Risk of bias in included studies
Eight of the thirteen studies report results for fewer than 15 infants in each arm. Only Lucas 1996; Wauben 1998; Nicholl 1999 and Faerk 2000 included sample size estimates as part of the study design.
Pettifor 1989 and Zuckerman 1994 used quasi-random allocation via hospital number. Other studies used sealed envelopes (Modanlou 1986; Gross 1987 (1); Gross 1987 (2); Polberger 1989; Kashyap 1990; Lucas 1996; Nicholl 1999; Faerk 2000) or random number tables (Greer 1988). The method of randomisation is unknown for Carey 1987 and Wauben 1998.
Polberger 1989 conducted a double blind study. The assessment of neurodevelopmental and long term growth outcomes for Lucas 1996 was masked, but short-term outcomes were not. In other studies, there was no masking of the intervention (Modanlou 1986; Greer 1988; Pettifor 1989; Zuckerman 1994; Wauben 1998) or masking was unknown.

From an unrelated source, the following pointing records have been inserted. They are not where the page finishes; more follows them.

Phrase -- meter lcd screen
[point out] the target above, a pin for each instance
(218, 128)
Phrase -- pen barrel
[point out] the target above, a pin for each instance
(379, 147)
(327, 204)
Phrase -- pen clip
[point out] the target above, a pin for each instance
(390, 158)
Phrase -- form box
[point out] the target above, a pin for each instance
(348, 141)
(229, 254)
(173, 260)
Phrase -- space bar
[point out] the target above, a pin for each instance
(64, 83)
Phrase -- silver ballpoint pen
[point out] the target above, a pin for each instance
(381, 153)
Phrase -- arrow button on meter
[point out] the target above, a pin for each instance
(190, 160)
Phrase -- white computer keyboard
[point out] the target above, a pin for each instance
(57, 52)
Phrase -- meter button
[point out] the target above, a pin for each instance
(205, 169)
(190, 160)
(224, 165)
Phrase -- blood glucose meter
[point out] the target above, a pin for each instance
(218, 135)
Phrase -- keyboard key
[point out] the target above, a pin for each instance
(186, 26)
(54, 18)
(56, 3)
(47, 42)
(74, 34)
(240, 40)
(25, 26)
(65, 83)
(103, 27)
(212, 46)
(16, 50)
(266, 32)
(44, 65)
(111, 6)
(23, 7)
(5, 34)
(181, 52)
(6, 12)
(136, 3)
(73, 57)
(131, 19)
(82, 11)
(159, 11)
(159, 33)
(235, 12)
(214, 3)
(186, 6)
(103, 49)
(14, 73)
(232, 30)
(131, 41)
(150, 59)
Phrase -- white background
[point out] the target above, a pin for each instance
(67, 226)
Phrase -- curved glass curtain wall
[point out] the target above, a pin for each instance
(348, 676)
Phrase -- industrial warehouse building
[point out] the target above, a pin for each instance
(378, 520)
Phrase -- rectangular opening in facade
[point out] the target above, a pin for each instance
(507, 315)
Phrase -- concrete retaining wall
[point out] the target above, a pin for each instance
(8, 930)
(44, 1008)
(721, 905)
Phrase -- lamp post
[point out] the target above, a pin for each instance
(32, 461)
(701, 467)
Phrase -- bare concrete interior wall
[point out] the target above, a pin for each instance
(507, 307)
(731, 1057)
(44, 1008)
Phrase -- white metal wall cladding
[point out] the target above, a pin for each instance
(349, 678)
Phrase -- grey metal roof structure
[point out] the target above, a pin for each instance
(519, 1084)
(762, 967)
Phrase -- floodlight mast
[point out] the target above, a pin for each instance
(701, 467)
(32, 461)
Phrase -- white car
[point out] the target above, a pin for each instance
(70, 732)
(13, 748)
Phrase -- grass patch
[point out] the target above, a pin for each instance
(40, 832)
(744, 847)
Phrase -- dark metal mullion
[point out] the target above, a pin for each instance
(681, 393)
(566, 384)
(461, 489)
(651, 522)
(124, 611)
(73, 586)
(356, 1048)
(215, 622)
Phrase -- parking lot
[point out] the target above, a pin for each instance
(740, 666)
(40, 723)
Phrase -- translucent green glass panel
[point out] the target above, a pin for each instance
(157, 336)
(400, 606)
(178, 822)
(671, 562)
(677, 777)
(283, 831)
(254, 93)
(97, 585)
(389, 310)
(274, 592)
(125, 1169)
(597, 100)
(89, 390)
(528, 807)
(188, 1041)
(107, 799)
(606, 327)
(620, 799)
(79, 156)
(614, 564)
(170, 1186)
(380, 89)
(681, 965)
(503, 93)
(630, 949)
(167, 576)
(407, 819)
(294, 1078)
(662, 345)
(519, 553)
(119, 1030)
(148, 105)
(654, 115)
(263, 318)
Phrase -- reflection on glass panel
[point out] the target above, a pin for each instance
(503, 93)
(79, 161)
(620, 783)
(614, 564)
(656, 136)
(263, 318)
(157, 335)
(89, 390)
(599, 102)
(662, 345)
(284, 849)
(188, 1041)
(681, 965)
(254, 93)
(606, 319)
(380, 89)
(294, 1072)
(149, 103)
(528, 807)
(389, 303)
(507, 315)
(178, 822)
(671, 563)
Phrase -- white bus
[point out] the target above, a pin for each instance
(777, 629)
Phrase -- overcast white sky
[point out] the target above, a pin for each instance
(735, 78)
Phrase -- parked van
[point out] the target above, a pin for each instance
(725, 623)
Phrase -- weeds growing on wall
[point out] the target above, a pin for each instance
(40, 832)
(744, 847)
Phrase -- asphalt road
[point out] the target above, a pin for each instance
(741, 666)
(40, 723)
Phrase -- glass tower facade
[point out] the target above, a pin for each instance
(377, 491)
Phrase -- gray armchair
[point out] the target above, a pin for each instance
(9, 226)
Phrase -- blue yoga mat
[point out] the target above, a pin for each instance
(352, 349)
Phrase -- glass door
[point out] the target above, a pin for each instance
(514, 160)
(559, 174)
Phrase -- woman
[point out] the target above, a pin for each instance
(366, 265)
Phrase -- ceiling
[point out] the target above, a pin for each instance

Most studies have focussed on relatively well infants. Infants who developed significant illness were frequently not enrolled or not included in results (Modanlou 1986; Carey 1987; Gross 1987 (1); Gross 1987 (2); Greer 1988; Pettifor 1989; Polberger 1989; Zuckerman 1994; Wauben 1998; Nicholl 1999). Polberger 1989 withdrew one control infant for apnoea, and two treatment infants (feed intolerance; apnoea) [additional information provided by author]. Zuckerman 1994 withdrew three infants in the control group because of incorrect feeding. Faerk 2000 withdrew 9 infants randomized (6 in the fortifier group and 3 in the phosphorus group), and a further 18 (9 in each group) because DEXA scans were not technically satisfactory. In only six studies (Modanlou 1986; Pettifor 1989; Kashyap 1990; Lucas 1996; Wauben 1998; Nicholl 1999) are the outcomes reported for all infants enrolled. In other studies, either the number of infants enrolled or the reasons for withdrawal are unknown. Where infants have been withdrawn because of feed intolerance, NEC, or death, results have been included if possible.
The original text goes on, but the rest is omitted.